Eligibility is broad and includes many public and private entity types. Eligible applicants include state, county, and city/township governments; special district governments; independent school districts; public and state-controlled institutions of higher education; private institutions of higher education; federally recognized Native American tribal governments and other tribal organizations; public housing authorities/Indian housing authorities; nonprofit organizations with or without 501(c)(3) status (excluding institutions of higher education where specified); for-profit organizations other than small businesses; and small businesses. The listing also notes the opportunity is effectively unrestricted across the entities named, subject to any additional eligibility details that might appear in the full announcement.

Key dates included a creation date of December 12, 2018 and an original closing date of February 14, 2019, with the standard electronic submission deadline of 5:00 p.m. Eastern Time on the due date. In practical terms, applicants were expected to propose a plan that both advances the science and practice of eye health surveillance (through improved data sources and validation) and supports real-world uptake (through system maintenance and stakeholder promotion), all aligned with the broader national need to monitor and ultimately reduce the burden and disparities of vision loss in the United States.
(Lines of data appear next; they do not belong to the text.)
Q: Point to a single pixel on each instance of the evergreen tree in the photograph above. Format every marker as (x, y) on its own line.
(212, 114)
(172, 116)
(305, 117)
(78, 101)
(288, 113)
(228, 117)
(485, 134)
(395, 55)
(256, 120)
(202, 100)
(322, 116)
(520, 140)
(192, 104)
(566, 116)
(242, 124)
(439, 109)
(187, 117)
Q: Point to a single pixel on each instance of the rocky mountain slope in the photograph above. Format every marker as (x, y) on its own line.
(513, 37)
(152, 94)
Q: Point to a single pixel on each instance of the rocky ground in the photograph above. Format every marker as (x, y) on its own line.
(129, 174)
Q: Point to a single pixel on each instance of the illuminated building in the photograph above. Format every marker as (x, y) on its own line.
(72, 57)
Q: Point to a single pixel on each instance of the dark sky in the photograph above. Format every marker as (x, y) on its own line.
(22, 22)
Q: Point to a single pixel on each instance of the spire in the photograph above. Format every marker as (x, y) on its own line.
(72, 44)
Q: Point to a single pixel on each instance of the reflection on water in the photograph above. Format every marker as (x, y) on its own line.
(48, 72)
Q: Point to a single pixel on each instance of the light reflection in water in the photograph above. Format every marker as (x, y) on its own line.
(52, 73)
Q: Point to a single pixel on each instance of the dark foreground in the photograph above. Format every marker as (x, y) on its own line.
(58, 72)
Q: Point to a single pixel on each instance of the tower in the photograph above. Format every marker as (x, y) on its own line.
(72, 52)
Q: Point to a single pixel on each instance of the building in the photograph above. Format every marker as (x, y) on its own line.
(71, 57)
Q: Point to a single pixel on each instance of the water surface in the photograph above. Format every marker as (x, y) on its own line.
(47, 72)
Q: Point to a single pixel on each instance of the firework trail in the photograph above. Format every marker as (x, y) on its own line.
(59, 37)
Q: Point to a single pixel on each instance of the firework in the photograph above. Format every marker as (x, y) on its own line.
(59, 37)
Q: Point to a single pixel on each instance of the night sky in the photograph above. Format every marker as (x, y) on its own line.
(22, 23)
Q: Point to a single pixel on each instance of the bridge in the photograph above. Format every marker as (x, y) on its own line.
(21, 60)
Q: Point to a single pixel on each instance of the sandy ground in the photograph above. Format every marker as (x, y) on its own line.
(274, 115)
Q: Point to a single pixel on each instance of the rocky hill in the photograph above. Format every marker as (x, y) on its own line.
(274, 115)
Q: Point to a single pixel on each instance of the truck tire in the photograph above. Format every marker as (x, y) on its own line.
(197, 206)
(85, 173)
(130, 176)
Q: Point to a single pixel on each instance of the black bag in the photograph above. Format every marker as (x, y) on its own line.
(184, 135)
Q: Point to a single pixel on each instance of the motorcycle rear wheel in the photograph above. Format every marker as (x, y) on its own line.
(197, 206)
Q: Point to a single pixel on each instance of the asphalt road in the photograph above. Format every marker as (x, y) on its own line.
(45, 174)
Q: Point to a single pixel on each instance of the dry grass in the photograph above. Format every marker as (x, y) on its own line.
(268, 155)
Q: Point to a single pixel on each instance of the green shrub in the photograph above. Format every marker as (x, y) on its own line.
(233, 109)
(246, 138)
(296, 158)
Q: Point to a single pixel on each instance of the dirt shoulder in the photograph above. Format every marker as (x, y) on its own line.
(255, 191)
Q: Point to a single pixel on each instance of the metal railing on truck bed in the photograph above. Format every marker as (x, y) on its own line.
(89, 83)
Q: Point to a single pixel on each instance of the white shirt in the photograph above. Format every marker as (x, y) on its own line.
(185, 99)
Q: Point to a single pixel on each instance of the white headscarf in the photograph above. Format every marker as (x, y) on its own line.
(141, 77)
  • The Department of Health and Human Services, Centers for Disease Control and Prevention - ERA in the health sector is offering a public funding opportunity titled "Research to Enhance the US Vision and Eye Health Surveillance System" and is now available to receive applicants.
  • Interested and eligible applicants and submit their applications by referencing the CFDA number(s): 93.068.
  • This funding opportunity was created on Dec 12, 2018.
  • Applicants must submit their applications by Feb 14, 2019 Electronically submitted applications must be submitted no later than 500 p.m., ET, on the listed application due date.. (Agency may still review applications by suitable applicants for the remaining/unused allocated funding in 2026.)
  • Each selected applicant is eligible to receive up to $850,000.00 in funding.
  • The number of recipients for this funding is limited to 1 candidate(s).
  • Eligible applicants include: State governments, County governments, City or township governments, Special district governments, Independent school districts, Public and State controlled institutions of higher education, Native American tribal governments (Federally recognized), Public housing authorities/Indian housing authorities, Native American tribal organizations (other than Federally recognized tribal governments), Nonprofits having a 501(c)(3) status with the IRS, other than institutions of higher education, Nonprofits that do not have a 501(c)(3) status with the IRS, other than institutions of higher education, Private institutions of higher education, For profit organizations other than small businesses, Small businesses, Unrestricted (i.e., open to any type of entity above), subject to any clarification in text field entitled Additional Information on Eligibility.